You were warned. I did say I was going to do a course in touch typing and,   surely,  I would want to tell you about it .Well, I have done it. I am not touch typing yet. We were taught the rudiments and it was built in to the day that success would depend on subsequent practice. Now, we all knew, or if we didn't, the Guru did and he would have told you, what the likelihood of my practising was going to be: on a scale of one to ten, about one and a half. The funny thing is, part of me really wants to crack this. It is just fighting with the part of me that is sinisterly in to 'won't, shan't, cant make me'. I really will. I will. One of these boring days I'll click on to 'word processor' and pretend it's a clean sheet of paper waiting for me to fill it with qazwsxrfv etc etc.

And there's the rub.

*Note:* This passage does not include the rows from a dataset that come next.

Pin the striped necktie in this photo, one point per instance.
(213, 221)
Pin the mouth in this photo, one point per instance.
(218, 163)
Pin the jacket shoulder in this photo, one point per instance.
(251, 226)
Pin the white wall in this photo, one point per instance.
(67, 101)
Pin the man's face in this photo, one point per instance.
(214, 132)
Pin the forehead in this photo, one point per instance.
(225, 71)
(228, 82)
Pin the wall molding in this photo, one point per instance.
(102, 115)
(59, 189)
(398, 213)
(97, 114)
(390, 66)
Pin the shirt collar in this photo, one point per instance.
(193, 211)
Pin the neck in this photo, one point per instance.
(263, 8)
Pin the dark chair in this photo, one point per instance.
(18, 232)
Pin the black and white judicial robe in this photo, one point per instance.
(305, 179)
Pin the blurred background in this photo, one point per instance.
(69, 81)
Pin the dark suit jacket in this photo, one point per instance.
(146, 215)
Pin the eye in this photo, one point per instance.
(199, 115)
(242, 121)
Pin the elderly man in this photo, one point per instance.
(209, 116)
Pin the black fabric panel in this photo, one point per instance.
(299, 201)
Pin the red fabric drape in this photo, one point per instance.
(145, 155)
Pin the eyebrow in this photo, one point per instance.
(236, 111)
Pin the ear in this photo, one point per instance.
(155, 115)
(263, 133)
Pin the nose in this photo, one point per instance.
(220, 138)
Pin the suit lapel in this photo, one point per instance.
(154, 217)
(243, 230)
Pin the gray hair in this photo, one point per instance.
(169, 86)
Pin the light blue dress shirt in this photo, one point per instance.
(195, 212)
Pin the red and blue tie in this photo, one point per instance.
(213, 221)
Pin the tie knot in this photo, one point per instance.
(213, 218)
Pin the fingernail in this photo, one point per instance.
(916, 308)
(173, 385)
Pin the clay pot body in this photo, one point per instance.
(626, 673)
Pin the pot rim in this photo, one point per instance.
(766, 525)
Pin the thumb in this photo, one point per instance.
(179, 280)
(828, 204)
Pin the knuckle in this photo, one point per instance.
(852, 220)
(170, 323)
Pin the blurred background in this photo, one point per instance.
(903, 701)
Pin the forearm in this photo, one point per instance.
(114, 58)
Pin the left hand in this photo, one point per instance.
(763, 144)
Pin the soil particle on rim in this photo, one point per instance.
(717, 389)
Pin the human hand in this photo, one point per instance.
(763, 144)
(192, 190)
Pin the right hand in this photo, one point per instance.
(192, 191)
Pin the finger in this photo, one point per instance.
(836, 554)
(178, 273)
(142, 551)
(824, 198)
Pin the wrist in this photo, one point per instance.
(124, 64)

The conflict is actually between the current three score and a lot more than ten and the forty-year-old. The instruction was in modern-speak. No sitting down with a blackboard or a chart with a diagram of the keyboard. No paper: no cover over the keyboard while we felt around underneath it trying to relate the keys to the diagram. You see:  I did start such a course. I do know of which I speak. It was exactly sixty years ago and I had decided attending a Secretarial School for Young Ladies would be more interesting than University. It was'nt. I lasted three days and, thanks to the forebearance of my parents, hurriedly took up a place I had been offered  at University which, by great fortune, was still available to me. (That story is too long. I'll tell you another time.) Anyway, this time the instruction was what I might call narrative. It was narrative accompanied by actions. There was a 'story' illustrated by speech and movement. Each little group of letters was dealt with in this way. I'm sure there are copyright issues so it's not easy to describe in a way that will bring you in to the experience. But picture a group of diverse grownups standing, shouting using their hands in what reminded me of that game where one person mimes the title of a book or a film while the others guess what it is. Only this wasn't mime. It was noisy, wordy and uninhibited.  It was not my most comfortable scenario. Indeed, some of the required activity I proved totally unable to get round at all. I gave myself a very stern talking to.  I tried to switch reason off and join in."Liz," I said, "get on with it. What have you got to lose?" (The fee, for instance.) Nothing worked. I was paralysed. I resorted to writing down the 'story'. (I had to stop myself translating that word to 'content'). The Trainer, bless him, tried to stop me. "The best way to learn is to do, not write". Not for me it's not.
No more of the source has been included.